Friday, December 14, 2007

Stitch

The shallow bay, rippling earlobe of the 1000-foot-deep lake, pulled on itself like a clue in charades, tugged like boats in their slips. It scooped the quietest decibel out of midnight sky and eased it toward another darkness, where the brain waited to translate. At the bottom of the lake lived 100-year-old sturgeon hovering over broken tackle and aluminum cans, two dozen pairs of lovers, a lost F-9 jet. At the bottom of the brain, all these things listened to radio music streaming from the next galaxy.

The trees never spoke, actually. The car drove straight through their lives, what might have been the richest of conversations, but wind did all the talking around their surfaces, and over the curve of hood, and along the knife edge of window the man had rolled down just enough to hear the world’s velocity in its own language.

Whatever repose existed, falling rock always sought another, down the cliffside, in and out of the grassy borrow pit, across the shoulder, into the lane of traffic. All of this when no one was looking.

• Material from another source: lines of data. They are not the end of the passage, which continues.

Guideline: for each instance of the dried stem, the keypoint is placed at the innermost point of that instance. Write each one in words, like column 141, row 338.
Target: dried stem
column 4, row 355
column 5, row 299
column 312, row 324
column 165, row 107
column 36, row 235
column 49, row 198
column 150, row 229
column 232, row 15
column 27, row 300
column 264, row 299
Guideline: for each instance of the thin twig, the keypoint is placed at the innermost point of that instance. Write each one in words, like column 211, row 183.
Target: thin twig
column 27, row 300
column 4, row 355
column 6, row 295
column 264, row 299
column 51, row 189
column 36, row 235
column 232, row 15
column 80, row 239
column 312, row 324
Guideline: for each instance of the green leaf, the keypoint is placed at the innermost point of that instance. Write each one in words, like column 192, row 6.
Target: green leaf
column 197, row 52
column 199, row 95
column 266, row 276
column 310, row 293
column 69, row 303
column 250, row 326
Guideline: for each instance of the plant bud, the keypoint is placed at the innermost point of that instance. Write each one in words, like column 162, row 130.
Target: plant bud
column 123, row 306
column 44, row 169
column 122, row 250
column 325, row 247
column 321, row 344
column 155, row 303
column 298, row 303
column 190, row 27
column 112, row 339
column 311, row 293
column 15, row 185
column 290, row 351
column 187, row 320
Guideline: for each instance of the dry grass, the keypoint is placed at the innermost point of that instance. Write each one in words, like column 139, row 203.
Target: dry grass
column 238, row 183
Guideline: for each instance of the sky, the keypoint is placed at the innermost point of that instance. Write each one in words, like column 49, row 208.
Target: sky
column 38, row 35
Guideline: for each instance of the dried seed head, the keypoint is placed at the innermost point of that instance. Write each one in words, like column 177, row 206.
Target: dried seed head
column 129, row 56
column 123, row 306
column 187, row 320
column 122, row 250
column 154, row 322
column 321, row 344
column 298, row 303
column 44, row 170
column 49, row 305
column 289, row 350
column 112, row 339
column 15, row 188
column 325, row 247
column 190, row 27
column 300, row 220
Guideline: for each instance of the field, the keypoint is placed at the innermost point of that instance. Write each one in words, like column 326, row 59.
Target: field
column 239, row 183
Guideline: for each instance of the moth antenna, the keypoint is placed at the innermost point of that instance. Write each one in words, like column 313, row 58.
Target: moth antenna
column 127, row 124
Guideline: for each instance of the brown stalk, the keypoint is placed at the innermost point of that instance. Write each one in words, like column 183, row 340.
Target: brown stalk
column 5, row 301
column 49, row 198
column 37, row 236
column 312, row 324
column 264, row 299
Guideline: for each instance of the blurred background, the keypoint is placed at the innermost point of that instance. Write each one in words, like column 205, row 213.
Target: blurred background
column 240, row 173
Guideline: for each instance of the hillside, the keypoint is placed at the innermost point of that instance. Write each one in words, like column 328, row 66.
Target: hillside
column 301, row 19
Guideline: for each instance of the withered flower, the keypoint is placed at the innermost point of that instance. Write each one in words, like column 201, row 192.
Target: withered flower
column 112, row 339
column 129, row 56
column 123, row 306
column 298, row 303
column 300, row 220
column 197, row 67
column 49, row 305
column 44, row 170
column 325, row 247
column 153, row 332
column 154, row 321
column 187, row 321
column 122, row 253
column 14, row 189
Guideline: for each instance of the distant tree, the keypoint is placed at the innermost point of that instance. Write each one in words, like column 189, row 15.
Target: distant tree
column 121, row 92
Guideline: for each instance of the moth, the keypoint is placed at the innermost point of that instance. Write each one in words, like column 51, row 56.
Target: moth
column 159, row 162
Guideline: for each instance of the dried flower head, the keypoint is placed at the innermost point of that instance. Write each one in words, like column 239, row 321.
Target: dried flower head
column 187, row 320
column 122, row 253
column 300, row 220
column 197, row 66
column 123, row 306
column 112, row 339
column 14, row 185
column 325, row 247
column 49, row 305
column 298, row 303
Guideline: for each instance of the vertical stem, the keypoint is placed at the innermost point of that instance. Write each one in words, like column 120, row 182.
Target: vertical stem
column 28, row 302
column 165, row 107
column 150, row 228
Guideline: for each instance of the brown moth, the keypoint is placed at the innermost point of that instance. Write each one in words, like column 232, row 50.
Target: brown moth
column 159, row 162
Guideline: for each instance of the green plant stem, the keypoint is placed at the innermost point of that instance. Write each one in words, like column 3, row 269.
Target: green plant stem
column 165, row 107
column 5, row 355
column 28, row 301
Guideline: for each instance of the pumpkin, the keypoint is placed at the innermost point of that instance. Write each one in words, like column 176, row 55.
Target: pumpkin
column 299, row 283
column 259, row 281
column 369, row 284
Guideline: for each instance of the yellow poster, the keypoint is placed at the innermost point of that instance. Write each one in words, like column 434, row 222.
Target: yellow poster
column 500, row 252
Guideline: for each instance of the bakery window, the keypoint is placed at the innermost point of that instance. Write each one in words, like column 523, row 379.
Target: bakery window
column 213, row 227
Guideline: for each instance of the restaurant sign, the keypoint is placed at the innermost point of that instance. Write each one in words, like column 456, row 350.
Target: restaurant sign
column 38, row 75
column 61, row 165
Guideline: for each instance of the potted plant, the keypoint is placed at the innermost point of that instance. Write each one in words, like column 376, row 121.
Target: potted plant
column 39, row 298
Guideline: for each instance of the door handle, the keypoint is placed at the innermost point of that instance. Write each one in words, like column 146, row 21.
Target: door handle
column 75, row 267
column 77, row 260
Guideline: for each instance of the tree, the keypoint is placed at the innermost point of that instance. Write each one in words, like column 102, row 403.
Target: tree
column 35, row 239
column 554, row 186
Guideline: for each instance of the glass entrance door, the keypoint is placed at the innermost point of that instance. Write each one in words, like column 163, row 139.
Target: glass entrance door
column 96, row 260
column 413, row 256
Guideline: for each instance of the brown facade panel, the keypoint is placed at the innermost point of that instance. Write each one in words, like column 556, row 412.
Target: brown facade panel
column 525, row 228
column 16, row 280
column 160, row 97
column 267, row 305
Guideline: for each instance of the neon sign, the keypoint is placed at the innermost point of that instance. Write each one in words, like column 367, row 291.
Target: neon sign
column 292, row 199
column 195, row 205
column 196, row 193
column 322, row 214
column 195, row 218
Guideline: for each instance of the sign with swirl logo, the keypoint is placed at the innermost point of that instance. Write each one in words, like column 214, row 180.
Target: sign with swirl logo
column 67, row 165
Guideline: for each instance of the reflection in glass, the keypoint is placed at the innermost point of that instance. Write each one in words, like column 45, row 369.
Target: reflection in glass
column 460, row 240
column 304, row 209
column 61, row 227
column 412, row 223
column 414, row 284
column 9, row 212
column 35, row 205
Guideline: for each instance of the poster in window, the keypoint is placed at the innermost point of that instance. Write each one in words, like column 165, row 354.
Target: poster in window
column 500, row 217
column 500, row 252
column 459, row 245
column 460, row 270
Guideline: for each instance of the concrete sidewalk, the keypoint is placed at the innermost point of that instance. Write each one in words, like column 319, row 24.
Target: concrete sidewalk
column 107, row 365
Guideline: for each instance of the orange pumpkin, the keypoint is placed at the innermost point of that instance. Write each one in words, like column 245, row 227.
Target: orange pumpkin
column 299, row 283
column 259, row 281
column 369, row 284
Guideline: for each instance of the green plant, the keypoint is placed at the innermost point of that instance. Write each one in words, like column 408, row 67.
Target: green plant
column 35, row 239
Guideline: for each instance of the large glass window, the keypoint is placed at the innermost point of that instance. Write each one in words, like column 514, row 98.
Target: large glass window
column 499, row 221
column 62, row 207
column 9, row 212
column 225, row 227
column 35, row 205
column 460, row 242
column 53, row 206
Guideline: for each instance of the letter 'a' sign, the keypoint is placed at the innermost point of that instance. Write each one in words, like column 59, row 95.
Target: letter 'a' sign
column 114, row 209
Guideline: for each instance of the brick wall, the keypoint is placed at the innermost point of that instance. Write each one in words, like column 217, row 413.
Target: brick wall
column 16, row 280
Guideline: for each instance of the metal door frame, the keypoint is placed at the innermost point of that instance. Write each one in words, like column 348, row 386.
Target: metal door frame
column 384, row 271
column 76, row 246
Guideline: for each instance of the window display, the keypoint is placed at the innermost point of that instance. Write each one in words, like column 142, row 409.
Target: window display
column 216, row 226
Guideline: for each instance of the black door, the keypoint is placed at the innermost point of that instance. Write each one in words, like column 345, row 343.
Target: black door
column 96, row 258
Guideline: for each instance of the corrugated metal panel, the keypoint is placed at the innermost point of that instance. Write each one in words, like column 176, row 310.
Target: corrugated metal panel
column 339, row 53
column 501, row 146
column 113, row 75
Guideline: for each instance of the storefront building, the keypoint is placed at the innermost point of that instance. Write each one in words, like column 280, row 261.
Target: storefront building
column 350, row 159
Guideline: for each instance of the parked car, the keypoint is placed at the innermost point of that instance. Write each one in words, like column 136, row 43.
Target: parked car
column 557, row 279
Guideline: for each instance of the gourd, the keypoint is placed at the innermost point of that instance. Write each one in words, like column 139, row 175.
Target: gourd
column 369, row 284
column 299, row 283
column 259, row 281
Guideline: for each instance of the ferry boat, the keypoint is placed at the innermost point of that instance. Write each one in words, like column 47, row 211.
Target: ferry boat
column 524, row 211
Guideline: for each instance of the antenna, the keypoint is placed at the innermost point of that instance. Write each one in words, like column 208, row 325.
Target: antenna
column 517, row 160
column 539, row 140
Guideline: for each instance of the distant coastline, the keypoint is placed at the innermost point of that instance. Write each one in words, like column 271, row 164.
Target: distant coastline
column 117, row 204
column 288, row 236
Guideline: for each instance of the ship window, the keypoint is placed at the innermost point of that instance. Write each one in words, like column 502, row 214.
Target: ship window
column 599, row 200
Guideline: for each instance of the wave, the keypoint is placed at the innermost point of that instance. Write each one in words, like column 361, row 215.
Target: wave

Just outside the city, night turned orange, orange as the light behind his eyelids on the brightest day at the beach. In the town square, the man turned a slow circle until he came back finally to where he began. In the movie inside his head at that exact moment, one of two women came into view as he finished. If he made another circle, the other waited at the end. He loved these two equally once, on water, in woods, over the long highway that took him anywhere, dodging the fallen rock. Now they live as compass points, single degrees of imagined reunion, points on a circle inside a square, breathing their orange air.

The morning he died throbbed in his ears until suddenly it was noon. Inside his chest, desert animals came out of hiding to drink. His eye, to the loved one, looked like a blue ring laid over an immaculate beach where, just last night, it had rained.

Along the banks of the estuary at that same moment, a plover turned its ear to the sand, listening for tiny crabs. The trickle of water, what was left of the rush down the mountains, walked quietly toward the crash of waves. A human being tried to listen to this. Not even the bird heard the whisk of thread as it was pulled from whatever had stitched the man to earth.